Al escuchar la palabra "esposo".
La cabeza de Karina, que hasta ese momento había estado un poco adormecida, se despejó casi de golpe.
*¿Qué estará haciendo Lázaro en este momento?*
De repente, sintió una mezcla indescriptible de dolor y anhelo en su corazón.
—Hmm...
Respondió con un sonido inarticulado, sin ganas de hablar.
Al ver que su reacción era tan fría y que ni siquiera quería mencionarlo,
Santiago se convenció aún más de que, en efecto, había problemas en su relación.
Ya que ese hombre no sabía valorarla, no podía culparlo por ser oportunista.
¡Definitivamente iba a robársela!
...
Unos minutos después.
El auto se detuvo frente al edificio de dormitorios de Karina.
Karina se desabrochó el cinturón, abrió la puerta para bajar, pero sus piernas flaquearon en cuanto tocaron el suelo.
—¡Cuidado!
Santiago corrió rápidamente hacia ella y la sostuvo del brazo.
La distancia entre ambos se acortó en un instante.
Santiago se puso tenso, pero actuó como un caballero y retrocedió un poco para darle espacio.
Justo en ese momento, una voz femenina y autoritaria se escuchó a lo lejos, acercándose deprisa.
—¡Kari!
Karina se volteó por instinto y vio a su madre caminando hacia ella con pasos rápidos.
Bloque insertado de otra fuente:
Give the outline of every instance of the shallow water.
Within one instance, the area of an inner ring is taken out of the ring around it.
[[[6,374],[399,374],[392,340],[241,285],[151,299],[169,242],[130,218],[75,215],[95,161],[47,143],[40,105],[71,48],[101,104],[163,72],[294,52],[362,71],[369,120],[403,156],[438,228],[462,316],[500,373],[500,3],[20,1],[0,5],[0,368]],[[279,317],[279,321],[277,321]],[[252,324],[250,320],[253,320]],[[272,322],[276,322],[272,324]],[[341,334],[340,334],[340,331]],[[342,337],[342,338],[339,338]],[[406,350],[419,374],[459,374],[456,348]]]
Yolanda llevaba un abrigo de lana que, a pesar de estar algo desgastado, no lograba ocultar la inmensa elegancia que poseía, atrayendo la mirada de cualquiera.
—¡Mamá!
Al verla, la embriaguez de Karina pareció desvanecerse de golpe; estaba increíblemente sorprendida y feliz.
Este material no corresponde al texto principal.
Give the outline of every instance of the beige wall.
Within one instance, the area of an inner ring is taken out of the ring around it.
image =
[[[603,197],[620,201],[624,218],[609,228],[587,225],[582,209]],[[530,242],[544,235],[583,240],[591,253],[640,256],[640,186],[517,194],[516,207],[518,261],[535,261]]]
Yolanda dio un par de zancadas hasta llegar a ella y tiró de Karina hacia sí. Sin embargo, al percibir el olor a alcohol, frunció el ceño en el acto.
—¿Por qué tomaste tanto? Eres una señorita, ¿cómo puedes no ser más cuidadosa estando en un país extranjero? ¿Y si te encuentras con un pervertido?
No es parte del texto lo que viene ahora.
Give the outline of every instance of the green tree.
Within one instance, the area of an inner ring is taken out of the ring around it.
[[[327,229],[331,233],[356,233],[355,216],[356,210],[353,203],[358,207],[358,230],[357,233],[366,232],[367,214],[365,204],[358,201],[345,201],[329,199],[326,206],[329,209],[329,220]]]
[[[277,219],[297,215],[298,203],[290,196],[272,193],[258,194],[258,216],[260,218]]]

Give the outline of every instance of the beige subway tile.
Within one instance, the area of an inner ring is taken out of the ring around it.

Karina se recostó obedientemente en el hombro de su madre, como si fuera una niña que acababa de cometer un error.
—Lo sé, me equivoqué... Hoy solo me pasé de tragos, pero Amelia Barrios estuvo conmigo todo el tiempo, así que no pasó nada.
Con el fin de no convertirse en una extraña a los ojos de sus compañeros de clase o de los de laboratorio, Amelia siempre la acompañaba a cierta distancia, ya fuera cuando iba a clases o al laboratorio.
Siempre y cuando no se encontrara en peligro, Amelia no aparecería de repente.